Allisonville Correctional Facility, a Level Four prison. The A-V. The Ave. Prison. Projects. Projects. Prison. Either way, cram too many desperate motherfuckers into a place and things were bound to jump off. Rows of white metal bars formed a gauntlet, one he'd run every day for seven years. The voices of his fellow inmates fell silent as he walked by. Cunning, private, unhousebroken, he was just another animal in a cage and the only thing the cages were good for was to better train animals. Breed them for contempt. Of themselves. Of each other. Of authority. Of society. Then cut them loose with bus fare, severed freedoms, and dim hopes to make a real fresh start in life. Because no one forgot and no one lets you forget.
"Gavain Orkney," the face behind the bulletproof glass said through a microphone.
Rellik bristled. It had been more years than he could remember since anyone called him by his slave name. And not since elementary school since anyone emphasized the pronunciation of "vain" rather than correctly as "vin."
"One toothpick, unopened. A set of cuff links. One Movado wristwatch. Three rings. And one cross necklace."
After sliding on each item in a protracted manner designed to drag out his time there — his shiny Jesus piece the last for him to don — he opened the toothpick and slipped it into his mouth.

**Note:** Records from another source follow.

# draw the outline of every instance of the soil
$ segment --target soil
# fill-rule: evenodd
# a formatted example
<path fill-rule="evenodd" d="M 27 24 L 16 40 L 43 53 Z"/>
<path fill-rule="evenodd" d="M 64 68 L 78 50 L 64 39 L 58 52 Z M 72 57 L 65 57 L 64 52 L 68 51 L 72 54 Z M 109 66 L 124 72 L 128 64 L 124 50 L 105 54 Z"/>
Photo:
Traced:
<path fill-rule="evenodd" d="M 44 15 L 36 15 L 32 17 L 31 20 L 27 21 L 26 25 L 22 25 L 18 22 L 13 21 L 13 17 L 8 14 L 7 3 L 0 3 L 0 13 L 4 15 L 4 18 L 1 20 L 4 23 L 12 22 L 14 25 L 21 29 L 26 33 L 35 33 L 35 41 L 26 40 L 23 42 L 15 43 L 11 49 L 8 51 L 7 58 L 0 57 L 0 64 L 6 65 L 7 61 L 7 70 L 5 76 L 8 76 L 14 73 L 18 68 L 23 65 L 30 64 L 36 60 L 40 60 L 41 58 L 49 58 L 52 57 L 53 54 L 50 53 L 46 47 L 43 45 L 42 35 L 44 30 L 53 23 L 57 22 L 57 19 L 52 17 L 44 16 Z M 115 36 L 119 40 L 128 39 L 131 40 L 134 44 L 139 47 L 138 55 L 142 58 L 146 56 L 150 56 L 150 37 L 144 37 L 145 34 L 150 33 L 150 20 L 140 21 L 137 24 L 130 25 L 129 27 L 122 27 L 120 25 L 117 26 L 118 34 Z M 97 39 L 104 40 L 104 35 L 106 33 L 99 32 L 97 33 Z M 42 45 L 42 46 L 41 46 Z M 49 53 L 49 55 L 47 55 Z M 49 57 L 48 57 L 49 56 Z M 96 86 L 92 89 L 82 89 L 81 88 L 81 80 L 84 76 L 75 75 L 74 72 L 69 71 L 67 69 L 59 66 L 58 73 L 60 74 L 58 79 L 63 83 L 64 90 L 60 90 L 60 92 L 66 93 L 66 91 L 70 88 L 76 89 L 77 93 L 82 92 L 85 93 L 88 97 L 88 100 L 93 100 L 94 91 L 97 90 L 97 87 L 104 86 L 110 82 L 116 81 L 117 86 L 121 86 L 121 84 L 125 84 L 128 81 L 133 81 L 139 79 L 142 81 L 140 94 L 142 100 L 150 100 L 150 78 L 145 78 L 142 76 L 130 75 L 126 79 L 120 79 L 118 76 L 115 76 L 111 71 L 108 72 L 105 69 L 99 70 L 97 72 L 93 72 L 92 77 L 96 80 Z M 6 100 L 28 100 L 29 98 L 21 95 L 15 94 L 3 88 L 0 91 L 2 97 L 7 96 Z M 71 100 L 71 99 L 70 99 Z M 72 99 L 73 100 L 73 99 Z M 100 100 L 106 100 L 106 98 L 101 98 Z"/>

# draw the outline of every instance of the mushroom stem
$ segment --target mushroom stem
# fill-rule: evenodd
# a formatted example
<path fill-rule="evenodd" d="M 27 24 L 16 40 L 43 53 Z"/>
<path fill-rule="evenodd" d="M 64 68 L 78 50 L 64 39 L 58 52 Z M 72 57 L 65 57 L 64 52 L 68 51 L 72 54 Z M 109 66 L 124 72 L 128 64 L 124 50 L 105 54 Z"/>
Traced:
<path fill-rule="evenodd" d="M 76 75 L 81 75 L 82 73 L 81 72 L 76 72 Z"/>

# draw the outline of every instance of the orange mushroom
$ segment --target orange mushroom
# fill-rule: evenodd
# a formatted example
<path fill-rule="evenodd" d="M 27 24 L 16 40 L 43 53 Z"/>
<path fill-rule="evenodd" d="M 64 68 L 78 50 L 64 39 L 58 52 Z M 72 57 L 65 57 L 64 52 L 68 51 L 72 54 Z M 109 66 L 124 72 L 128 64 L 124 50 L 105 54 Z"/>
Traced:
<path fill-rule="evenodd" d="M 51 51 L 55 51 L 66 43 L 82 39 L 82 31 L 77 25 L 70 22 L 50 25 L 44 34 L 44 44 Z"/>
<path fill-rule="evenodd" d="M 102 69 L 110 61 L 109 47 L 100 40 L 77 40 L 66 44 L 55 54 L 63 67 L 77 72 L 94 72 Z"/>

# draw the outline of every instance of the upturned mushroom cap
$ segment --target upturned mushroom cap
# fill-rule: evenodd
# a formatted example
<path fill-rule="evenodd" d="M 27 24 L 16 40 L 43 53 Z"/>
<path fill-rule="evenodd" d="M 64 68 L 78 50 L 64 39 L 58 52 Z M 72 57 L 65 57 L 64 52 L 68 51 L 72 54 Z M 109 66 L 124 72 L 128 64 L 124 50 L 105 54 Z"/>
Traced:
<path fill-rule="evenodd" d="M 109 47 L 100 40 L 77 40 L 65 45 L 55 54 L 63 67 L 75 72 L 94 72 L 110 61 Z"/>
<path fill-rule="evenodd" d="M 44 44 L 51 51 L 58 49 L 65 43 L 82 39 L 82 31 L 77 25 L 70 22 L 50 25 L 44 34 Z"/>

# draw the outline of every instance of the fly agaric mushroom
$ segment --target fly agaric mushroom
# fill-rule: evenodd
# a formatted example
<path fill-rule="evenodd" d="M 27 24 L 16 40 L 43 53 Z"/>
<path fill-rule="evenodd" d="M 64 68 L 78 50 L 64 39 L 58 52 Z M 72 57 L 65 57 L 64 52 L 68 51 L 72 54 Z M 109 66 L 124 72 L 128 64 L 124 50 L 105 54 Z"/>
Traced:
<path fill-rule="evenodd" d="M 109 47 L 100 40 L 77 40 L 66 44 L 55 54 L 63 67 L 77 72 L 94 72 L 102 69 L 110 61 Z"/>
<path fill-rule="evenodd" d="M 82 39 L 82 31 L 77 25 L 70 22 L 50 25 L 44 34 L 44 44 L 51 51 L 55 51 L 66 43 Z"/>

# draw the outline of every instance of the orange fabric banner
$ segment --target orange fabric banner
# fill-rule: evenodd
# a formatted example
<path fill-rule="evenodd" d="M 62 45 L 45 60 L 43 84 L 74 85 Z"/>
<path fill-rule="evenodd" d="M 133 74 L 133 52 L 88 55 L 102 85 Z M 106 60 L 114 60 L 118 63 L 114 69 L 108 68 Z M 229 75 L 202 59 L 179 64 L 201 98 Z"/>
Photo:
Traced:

"We ready?" the guard asked.
"Let's do this."
The metal gate at the end of his cell block clanged open, a metal mouth of two rows of teeth which snapped shut behind him. Three sets of such jaws stood between him and what passed for freedom. Surviving prison was all about clinging to some semblance of faith. He had to believe in something to make a real go of things. What and whoever it took to get a brother through. God. Allah. A girl. A guy. The myth people called love. Those things carried some people through, but not him. No, Rellik had faith in his crew. The game. It never let him down. Like anyone who had reached a dark night of the soul, those times of profound doubt and questioning when his faith was at its lowest ebb, he was forced to make mental gymnastics in order to keep hold of his faith. In his case, it wasn't his crew that let him down, who abandoned him, who remained silent when he needed them most. He had let them down with his weakness.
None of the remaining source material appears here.